Ms Zamzam was said to have been timed to be picked at the airport by two men-Friday Ogbonna Icheogu and Christian Chukwudi Icheogu both Nigerians. But unknown to her, the Ghanaian officials had received intelligence from their Ugandan counterparts in Uganda over her movement. And when she arrived, she was met by the two Nigerians who were waiting to receive her at the arrival hall but they were quickly arrested by security officials. In the second arrest, Charles Ejiku Gasper arrived onboard another Ethiopian Airline flight from the Ugandan capital, Kampala through the Ethiopian capital, Addis Ababa. During arrival security checks, security officials found seven large parcels of heroin, with an approximate weight of 10Kg being concealed beneath a bag used to carry babies (baby pram).

Gasper upon realizing he was on red alert attempted to escape but security officials quickly arrested him at the exit point of the airport and confirmed that the tag behind his passport marched the one on the baby pram. Upon interrogation, Gasper claimed the items had been given to him in Uganda by a Nigerian whose name he only gave as Obi to be delivered to an unknown person in Accra. The four suspects are currently in custody and will be put before court soon, according to security officials. In January this year, Ghana’s President, John Mahama dissolved the Narcotic Control Board over suspicious of security officials aiding drug syndicates to escape security checks.

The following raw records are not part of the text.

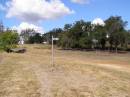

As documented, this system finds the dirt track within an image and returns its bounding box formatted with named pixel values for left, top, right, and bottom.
left=0, top=45, right=130, bottom=97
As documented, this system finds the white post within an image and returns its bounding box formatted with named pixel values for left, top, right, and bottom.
left=51, top=36, right=54, bottom=66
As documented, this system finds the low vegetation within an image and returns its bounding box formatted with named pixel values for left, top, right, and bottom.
left=0, top=44, right=130, bottom=97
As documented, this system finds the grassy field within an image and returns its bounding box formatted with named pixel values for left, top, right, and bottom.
left=0, top=44, right=130, bottom=97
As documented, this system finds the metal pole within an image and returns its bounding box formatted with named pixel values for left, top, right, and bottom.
left=52, top=36, right=54, bottom=66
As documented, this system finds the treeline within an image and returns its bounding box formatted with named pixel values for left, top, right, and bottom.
left=0, top=29, right=19, bottom=51
left=43, top=16, right=130, bottom=50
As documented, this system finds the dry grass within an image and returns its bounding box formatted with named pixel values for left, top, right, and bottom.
left=0, top=45, right=130, bottom=97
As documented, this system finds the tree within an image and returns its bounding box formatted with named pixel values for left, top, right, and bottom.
left=42, top=28, right=63, bottom=44
left=105, top=16, right=127, bottom=51
left=0, top=30, right=19, bottom=50
left=0, top=22, right=4, bottom=32
left=28, top=33, right=43, bottom=43
left=20, top=29, right=37, bottom=43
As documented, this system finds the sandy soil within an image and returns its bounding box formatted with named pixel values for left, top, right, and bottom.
left=0, top=45, right=130, bottom=97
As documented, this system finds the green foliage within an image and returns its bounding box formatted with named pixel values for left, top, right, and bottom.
left=0, top=31, right=19, bottom=50
left=29, top=33, right=43, bottom=43
left=44, top=16, right=130, bottom=49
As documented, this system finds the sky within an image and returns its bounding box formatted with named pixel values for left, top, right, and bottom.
left=0, top=0, right=130, bottom=33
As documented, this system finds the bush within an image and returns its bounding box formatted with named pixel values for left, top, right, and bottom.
left=0, top=31, right=19, bottom=51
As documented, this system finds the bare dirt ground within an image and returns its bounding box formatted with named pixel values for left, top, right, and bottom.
left=0, top=45, right=130, bottom=97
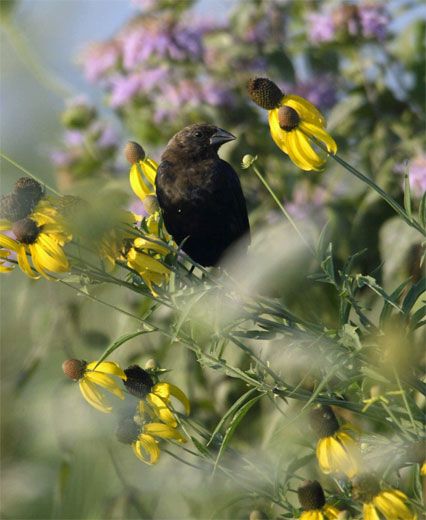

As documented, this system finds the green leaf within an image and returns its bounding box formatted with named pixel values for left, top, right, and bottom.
left=95, top=330, right=152, bottom=368
left=404, top=174, right=413, bottom=220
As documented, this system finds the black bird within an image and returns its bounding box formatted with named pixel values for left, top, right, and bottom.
left=155, top=123, right=250, bottom=266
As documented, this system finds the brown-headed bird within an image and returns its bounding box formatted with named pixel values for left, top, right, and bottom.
left=155, top=123, right=250, bottom=266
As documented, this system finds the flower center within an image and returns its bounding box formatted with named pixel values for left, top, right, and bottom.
left=278, top=106, right=300, bottom=132
left=297, top=480, right=325, bottom=511
left=12, top=218, right=41, bottom=244
left=62, top=359, right=87, bottom=381
left=247, top=78, right=284, bottom=110
left=309, top=405, right=339, bottom=438
left=123, top=365, right=154, bottom=399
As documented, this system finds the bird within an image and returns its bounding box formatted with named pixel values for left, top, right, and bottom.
left=155, top=123, right=250, bottom=267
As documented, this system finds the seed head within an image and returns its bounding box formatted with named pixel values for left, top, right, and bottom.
left=115, top=418, right=140, bottom=444
left=297, top=480, right=325, bottom=511
left=62, top=359, right=87, bottom=381
left=309, top=405, right=339, bottom=439
left=123, top=365, right=154, bottom=399
left=12, top=218, right=41, bottom=244
left=278, top=106, right=300, bottom=132
left=124, top=141, right=146, bottom=164
left=247, top=78, right=284, bottom=110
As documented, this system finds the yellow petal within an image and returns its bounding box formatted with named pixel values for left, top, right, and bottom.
left=143, top=423, right=186, bottom=442
left=299, top=121, right=337, bottom=155
left=86, top=361, right=127, bottom=381
left=146, top=393, right=177, bottom=427
left=362, top=502, right=380, bottom=520
left=281, top=94, right=325, bottom=126
left=152, top=383, right=191, bottom=415
left=78, top=378, right=112, bottom=413
left=132, top=433, right=160, bottom=464
left=84, top=372, right=124, bottom=399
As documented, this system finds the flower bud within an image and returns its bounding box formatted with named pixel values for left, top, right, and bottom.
left=309, top=405, right=339, bottom=439
left=124, top=141, right=146, bottom=164
left=247, top=78, right=284, bottom=110
left=12, top=218, right=41, bottom=244
left=297, top=480, right=325, bottom=511
left=62, top=359, right=87, bottom=381
left=278, top=106, right=300, bottom=132
left=123, top=365, right=154, bottom=399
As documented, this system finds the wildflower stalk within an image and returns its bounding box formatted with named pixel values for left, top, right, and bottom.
left=250, top=162, right=315, bottom=256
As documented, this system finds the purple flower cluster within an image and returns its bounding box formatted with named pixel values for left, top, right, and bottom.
left=307, top=2, right=390, bottom=44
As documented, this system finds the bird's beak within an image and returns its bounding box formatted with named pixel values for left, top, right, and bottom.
left=210, top=128, right=236, bottom=145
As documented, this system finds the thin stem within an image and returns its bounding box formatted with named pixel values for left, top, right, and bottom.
left=251, top=164, right=315, bottom=256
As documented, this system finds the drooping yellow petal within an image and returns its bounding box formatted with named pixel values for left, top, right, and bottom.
left=84, top=372, right=124, bottom=399
left=78, top=377, right=112, bottom=413
left=143, top=423, right=186, bottom=442
left=132, top=433, right=160, bottom=464
left=299, top=121, right=337, bottom=155
left=86, top=361, right=127, bottom=381
left=146, top=393, right=177, bottom=427
left=281, top=94, right=325, bottom=126
left=152, top=383, right=191, bottom=415
left=362, top=502, right=380, bottom=520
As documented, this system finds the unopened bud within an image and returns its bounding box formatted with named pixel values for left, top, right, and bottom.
left=124, top=141, right=146, bottom=164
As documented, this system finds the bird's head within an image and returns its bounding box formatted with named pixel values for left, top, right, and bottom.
left=162, top=123, right=235, bottom=160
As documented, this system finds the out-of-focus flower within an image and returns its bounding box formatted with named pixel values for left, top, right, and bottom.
left=297, top=480, right=340, bottom=520
left=352, top=473, right=416, bottom=520
left=358, top=2, right=390, bottom=41
left=62, top=359, right=126, bottom=413
left=116, top=415, right=186, bottom=465
left=309, top=406, right=360, bottom=478
left=124, top=365, right=190, bottom=428
left=248, top=78, right=337, bottom=171
left=0, top=193, right=72, bottom=279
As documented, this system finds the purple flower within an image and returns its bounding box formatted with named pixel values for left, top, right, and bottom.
left=408, top=154, right=426, bottom=199
left=308, top=12, right=335, bottom=43
left=80, top=41, right=120, bottom=83
left=358, top=4, right=390, bottom=41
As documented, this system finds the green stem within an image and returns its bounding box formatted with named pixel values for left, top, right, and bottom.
left=251, top=164, right=315, bottom=256
left=332, top=153, right=426, bottom=236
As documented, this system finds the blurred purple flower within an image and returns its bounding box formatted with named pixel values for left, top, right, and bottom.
left=308, top=12, right=335, bottom=43
left=80, top=41, right=120, bottom=83
left=408, top=154, right=426, bottom=199
left=283, top=75, right=337, bottom=110
left=358, top=4, right=390, bottom=41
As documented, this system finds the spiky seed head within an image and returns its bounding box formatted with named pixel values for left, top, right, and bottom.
left=115, top=418, right=140, bottom=444
left=62, top=359, right=87, bottom=381
left=142, top=195, right=160, bottom=215
left=352, top=473, right=380, bottom=503
left=12, top=218, right=41, bottom=244
left=124, top=141, right=146, bottom=164
left=123, top=365, right=154, bottom=399
left=297, top=480, right=325, bottom=511
left=309, top=405, right=339, bottom=439
left=278, top=106, right=300, bottom=132
left=247, top=78, right=284, bottom=110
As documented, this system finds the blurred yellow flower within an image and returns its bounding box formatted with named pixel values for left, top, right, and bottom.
left=0, top=201, right=72, bottom=279
left=248, top=78, right=337, bottom=171
left=62, top=359, right=126, bottom=413
left=310, top=406, right=360, bottom=478
left=124, top=365, right=190, bottom=428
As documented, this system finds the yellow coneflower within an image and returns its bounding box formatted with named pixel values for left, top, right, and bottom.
left=248, top=78, right=337, bottom=171
left=297, top=480, right=340, bottom=520
left=124, top=365, right=190, bottom=427
left=352, top=474, right=416, bottom=520
left=124, top=141, right=158, bottom=201
left=62, top=359, right=126, bottom=413
left=116, top=418, right=186, bottom=465
left=309, top=406, right=360, bottom=478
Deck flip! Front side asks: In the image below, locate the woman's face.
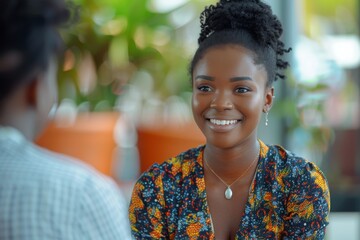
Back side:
[192,45,273,148]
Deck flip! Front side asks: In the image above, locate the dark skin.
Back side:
[192,45,274,240]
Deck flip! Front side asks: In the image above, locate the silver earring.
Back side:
[265,111,269,126]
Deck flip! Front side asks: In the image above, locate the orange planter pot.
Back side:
[36,112,119,176]
[138,122,205,172]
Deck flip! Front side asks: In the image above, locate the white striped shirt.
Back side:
[0,128,131,240]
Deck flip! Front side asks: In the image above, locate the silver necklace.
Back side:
[204,143,261,200]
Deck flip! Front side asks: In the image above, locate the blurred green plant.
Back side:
[59,0,214,111]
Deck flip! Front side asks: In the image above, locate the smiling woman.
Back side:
[129,0,330,239]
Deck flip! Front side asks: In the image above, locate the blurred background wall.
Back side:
[38,0,360,239]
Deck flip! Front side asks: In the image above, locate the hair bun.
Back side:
[198,0,282,49]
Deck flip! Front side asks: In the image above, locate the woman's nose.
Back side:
[210,93,234,111]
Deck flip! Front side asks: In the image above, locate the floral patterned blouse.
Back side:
[129,141,330,239]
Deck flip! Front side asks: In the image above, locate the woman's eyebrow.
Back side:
[195,75,215,81]
[230,77,253,82]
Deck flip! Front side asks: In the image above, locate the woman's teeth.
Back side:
[210,119,237,126]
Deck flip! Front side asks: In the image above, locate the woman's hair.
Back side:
[189,0,291,86]
[0,0,70,102]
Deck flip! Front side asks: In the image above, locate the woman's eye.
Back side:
[198,86,211,92]
[235,87,250,93]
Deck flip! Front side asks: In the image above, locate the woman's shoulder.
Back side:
[264,142,327,187]
[139,145,204,183]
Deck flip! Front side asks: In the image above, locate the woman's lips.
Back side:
[207,118,241,132]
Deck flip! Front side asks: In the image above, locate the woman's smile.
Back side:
[206,118,241,132]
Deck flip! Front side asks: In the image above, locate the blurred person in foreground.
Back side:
[0,0,131,240]
[129,0,330,240]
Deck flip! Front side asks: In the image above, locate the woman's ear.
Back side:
[263,87,275,113]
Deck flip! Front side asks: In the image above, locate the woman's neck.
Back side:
[204,139,260,182]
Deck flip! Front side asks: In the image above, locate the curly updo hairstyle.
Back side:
[0,0,71,103]
[189,0,291,86]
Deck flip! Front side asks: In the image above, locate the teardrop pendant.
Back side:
[225,186,232,200]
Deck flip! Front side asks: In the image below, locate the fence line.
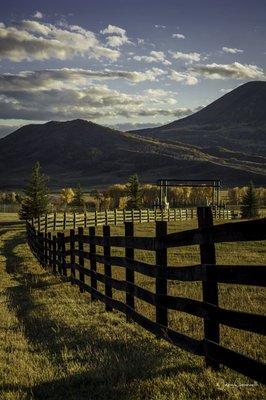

This has put security officials on high alert to prove the President wrong. Security experts have said in the recent past that about eight to thirty per cent of illicit drugs entering Europe pass through Ghana’s airport. The situation they say is like to push the country into a state of rejection in the international community on the fight against the drugs trade by cartels who are gradually using Ghana as a hub.